There are numerous reasons to move to Visual Studio 2010 Professional, and before we dive in into the book parts to examine them, we thought it would be good to list a few from a high-level perspective (presented without any priority ordering).

  • Built-in tools for Windows 7, including multi-touch and “ribbon” UI components.
  • Rich new editor built in WPF that you can highly customize to suit how you work. Look below this list at Figure I-4 for a sneak peek.
  • Multi-monitor support.
  • New Quick Search helping to find relevant results just by quickly typing the first few letters of any method, class, or property.
  • Great support for developing and deploying Microsoft Office 2010, SharePoint 2010 and Windows Azure applications.
  • Multicore development support allows you to parallelize your applications, and a new specialized debugger to help you track the tasks and threads.
  • Improvements to the ASP.NET AJAX framework, core JavaScript IntelliSense support, and the inclusion in Visual Studio 2010 of jQuery, the open-source library for DOM interactions.
  • Multi-targeting/multi-framework support. Read Scott Guthrie’s blog post to get an understanding of this great feature: https://weblogs.asp.net/scottgu/archive/2009/08/27/multi-targeting-support-vs-2010-and-net-4-series.aspx.
  • Support for developing WPF and Silverlight applications with enhanced drag and drop support and data binding. Great new enhancements to the designers, enabling a higher fidelity in rendering your controls, which in turn enables you to discover bugs in rendering before they happen at run time (which is a great improvement from previous versions of Visual Studio). New WPF and Silverlight tools will help you to navigate the visual tree and inspect objects in your rich WPF and Silverlight applications.
  • Great support for TFS 2010 (and previous versions) using Team Explorer. This enables you to use the data and reports that are automatically collected by Visual Studio 2010 and track and analyze the health of your projects with the integrated reports as well as maintaining your bugs and tasks up-to-date.
  • Integrated support for Test-First Development. Automatic test stub generation and a rich unit test framework are two nice test features that developers can take advantage of for creating and executing unit tests. Visual Studio 2010 has great extensibility points that will enable you to also use common third-party or open source unit test frameworks directly within Visual Studio 2010.

image

Figure I-4 Visual Studio New WPF Code Editor.

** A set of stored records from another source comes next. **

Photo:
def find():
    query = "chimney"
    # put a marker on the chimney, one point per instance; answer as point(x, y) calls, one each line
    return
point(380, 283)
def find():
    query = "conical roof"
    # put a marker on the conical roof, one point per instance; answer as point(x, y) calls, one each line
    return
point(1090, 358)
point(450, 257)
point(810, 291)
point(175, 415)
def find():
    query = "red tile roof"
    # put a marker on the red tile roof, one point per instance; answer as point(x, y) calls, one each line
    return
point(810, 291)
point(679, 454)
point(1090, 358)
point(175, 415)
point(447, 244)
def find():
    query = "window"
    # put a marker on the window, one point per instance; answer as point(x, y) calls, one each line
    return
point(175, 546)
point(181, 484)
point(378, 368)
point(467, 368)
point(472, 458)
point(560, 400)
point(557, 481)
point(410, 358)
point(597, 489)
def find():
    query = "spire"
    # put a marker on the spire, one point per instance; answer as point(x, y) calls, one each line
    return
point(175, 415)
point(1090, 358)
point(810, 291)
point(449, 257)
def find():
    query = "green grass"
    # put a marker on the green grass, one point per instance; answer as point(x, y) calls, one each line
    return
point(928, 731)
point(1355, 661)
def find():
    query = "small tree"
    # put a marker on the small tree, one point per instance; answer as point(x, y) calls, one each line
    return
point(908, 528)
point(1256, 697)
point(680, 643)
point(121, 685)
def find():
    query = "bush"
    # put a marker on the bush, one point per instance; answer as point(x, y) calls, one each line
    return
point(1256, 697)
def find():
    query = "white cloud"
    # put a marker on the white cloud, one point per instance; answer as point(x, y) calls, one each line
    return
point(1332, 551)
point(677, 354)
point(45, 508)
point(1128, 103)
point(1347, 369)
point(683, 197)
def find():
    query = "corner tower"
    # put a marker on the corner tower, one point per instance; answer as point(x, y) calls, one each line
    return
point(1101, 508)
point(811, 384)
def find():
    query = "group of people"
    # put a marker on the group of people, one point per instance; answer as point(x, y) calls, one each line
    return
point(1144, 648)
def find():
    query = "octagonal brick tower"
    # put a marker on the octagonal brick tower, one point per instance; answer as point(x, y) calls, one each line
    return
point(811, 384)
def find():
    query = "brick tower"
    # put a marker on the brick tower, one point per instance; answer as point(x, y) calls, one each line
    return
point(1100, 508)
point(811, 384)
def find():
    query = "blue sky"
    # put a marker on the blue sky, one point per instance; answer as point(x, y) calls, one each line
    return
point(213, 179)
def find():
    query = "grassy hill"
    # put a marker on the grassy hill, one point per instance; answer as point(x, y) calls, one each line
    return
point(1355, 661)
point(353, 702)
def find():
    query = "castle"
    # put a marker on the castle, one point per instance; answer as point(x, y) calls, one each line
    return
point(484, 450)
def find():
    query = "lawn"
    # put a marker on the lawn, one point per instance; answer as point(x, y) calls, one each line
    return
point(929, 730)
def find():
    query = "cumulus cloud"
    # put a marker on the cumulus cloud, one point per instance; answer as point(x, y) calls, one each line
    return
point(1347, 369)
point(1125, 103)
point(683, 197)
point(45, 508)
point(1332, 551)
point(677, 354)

This is just a short list of all the new features of Visual Studio 2010 Professional; you’ll experience some of them firsthand in this book. You can get the complete list of new features by reading the information presented in those two locations: https://msdn.microsoft.com/en-us/library/dd547188(VS.100).aspx and https://msdn.microsoft.com/en-us/library/bb386063(VS.100).aspx.

But the most important reason for many developers and enterprises to make the move is to be able to concentrate on the real problems you’re facing rather than spend your time interpreting code. You’ll see that with Visual Studio 2010 you can solve those problems faster. Visual Studio 2010 provides you with new powerful design surfaces and powerful tools that help you write less code, write it faster, and deliver it with higher quality.